Ukraine and trade tensions with the US
The Ukraine war continues to loom large over the SCO.
Trump in recent times has grown frustrated with Putin, whom he had earlier praised as a ‘brilliant’ and ‘strong’ over the Ukraine war. Trump had vowed to end the Ukraine war within 24 hours of taking office.
Recently, Trump adviser Peter Navarro accused India of funding Russia’s “war machine” through its crude oil purchases. India has maintained that dialogue and diplomacy are the only way to resolve the conflict.
The Kremlin has said nations should be free to choose their trading partners. China, meanwhile, has sided with India in criticising US tariffs, calling Washington a “bully.”
Talks between New Delhi and Washington over a trade deal remain stalled, largely over agriculture and dairy protections. Many analysts see Trump’s tariffs as a negotiating tactic, born of frustration with India’s refusal to yield.
Washington has also pressed Beijing to cut Russian oil imports, with Trump threatening secondary tariffs on China.

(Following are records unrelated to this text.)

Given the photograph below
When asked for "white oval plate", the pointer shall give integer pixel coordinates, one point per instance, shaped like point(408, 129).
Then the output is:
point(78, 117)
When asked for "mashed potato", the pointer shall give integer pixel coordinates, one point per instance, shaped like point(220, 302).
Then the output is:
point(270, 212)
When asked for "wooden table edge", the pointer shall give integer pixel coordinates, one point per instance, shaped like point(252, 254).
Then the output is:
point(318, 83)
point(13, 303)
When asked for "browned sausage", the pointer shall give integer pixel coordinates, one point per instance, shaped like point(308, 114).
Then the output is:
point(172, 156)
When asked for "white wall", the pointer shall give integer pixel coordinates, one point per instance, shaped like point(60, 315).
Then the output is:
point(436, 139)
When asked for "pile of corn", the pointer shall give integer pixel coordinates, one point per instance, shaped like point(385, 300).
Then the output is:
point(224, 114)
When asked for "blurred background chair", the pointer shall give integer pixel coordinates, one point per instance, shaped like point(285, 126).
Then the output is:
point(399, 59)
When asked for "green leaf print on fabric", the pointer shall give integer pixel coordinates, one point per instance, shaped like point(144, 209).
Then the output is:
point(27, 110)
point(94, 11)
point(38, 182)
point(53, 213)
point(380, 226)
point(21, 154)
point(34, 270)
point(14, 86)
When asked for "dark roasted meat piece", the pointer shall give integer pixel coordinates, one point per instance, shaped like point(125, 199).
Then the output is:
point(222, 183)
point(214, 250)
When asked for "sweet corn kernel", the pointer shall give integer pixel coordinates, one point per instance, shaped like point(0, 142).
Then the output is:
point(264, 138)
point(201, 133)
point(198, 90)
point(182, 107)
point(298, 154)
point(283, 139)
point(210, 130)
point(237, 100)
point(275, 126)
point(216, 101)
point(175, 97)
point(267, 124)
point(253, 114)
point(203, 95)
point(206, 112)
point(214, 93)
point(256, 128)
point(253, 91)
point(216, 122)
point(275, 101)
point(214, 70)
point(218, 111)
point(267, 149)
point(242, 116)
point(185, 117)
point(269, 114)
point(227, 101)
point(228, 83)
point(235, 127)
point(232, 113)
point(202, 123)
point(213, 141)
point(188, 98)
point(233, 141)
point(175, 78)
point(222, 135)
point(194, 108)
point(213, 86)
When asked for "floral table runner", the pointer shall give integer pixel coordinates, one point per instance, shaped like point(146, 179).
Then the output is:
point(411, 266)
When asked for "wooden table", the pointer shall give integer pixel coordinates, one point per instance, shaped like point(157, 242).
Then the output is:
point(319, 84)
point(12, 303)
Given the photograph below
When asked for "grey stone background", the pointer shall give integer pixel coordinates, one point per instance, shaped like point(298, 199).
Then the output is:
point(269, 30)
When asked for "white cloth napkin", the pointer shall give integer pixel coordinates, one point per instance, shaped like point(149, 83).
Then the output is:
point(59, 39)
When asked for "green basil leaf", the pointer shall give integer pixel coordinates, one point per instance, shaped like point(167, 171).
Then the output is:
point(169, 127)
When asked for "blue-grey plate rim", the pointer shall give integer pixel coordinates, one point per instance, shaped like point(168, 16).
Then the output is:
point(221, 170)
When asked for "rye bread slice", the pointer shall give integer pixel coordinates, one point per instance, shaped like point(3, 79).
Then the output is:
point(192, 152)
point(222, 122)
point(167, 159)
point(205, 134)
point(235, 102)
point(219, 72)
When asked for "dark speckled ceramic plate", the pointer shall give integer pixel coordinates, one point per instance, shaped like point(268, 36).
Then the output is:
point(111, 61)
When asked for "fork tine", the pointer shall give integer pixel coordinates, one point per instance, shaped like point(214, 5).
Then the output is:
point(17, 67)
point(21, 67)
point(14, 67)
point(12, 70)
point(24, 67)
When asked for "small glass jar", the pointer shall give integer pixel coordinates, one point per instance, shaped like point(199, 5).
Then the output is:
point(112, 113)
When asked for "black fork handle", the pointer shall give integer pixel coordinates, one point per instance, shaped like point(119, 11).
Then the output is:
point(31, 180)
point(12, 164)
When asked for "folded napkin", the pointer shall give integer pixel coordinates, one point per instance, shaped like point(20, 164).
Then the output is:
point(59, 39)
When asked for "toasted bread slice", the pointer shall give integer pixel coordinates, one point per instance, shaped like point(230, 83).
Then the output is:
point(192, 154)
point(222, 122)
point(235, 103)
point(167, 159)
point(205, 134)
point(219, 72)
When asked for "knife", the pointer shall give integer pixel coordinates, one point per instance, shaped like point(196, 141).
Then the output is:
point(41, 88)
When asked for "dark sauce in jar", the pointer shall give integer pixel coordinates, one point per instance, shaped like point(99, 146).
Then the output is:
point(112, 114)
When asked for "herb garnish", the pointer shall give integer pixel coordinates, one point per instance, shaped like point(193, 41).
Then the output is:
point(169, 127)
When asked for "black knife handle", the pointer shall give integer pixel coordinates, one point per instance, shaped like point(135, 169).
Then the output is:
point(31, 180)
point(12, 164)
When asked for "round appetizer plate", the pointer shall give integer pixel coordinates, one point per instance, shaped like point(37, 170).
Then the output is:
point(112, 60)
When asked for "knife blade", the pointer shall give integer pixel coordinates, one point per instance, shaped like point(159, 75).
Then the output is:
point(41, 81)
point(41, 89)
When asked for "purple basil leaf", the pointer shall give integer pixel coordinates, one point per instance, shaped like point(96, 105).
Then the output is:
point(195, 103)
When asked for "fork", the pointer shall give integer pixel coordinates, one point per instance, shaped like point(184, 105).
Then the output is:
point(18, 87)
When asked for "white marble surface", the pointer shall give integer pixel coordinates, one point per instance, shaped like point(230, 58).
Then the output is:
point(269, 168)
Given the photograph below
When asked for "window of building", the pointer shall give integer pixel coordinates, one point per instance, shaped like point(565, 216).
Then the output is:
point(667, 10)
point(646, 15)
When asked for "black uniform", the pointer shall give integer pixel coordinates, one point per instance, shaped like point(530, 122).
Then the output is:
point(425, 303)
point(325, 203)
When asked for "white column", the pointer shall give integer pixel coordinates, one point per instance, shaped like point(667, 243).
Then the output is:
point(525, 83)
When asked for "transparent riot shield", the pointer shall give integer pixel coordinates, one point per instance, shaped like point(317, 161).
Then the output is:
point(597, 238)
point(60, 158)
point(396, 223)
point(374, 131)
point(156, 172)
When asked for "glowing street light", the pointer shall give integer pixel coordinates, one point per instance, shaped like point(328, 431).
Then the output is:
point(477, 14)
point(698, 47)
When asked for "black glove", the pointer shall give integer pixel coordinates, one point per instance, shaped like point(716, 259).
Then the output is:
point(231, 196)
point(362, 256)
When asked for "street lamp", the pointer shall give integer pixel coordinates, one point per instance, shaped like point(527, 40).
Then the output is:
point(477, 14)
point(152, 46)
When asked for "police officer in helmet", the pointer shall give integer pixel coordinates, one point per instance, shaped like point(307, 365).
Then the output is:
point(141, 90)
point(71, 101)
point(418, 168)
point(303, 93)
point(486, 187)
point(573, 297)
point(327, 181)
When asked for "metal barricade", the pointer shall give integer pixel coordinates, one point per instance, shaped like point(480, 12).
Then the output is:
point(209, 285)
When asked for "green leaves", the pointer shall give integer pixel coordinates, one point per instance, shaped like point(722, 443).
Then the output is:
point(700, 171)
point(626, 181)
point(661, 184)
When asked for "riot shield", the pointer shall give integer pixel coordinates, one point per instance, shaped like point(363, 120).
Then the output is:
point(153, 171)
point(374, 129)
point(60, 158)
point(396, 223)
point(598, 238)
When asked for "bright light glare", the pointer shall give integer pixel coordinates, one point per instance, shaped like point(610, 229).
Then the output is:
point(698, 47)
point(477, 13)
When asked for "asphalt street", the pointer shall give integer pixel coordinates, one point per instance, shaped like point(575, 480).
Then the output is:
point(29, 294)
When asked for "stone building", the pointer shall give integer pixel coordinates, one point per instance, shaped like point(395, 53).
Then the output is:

Russian President Vladimir Putin arrived in Tianjin on Sunday for a rare four-day visit, receiving a red-carpet welcome from senior Chinese officials.
At the same time, the US and China are negotiating their own tariff truce. The two sides agreed to a 90-day pause earlier this month in Geneva, and Trump has said he is “very close” to striking a deal with Xi before the year ends.
All this raises the question: will the SCO sharpen its rhetoric against the West on tariffs and Ukraine?
“The one thing they’re going to talk about is the United States—its policies, its tariffs,” Sushant Singh, lecturer in South Asian Studies at Yale University, told News18.
Washington, which has criticised India’s ties with both Russia and China, will be watching closely for signs of a deeper rapprochement between New Delhi and Beijing.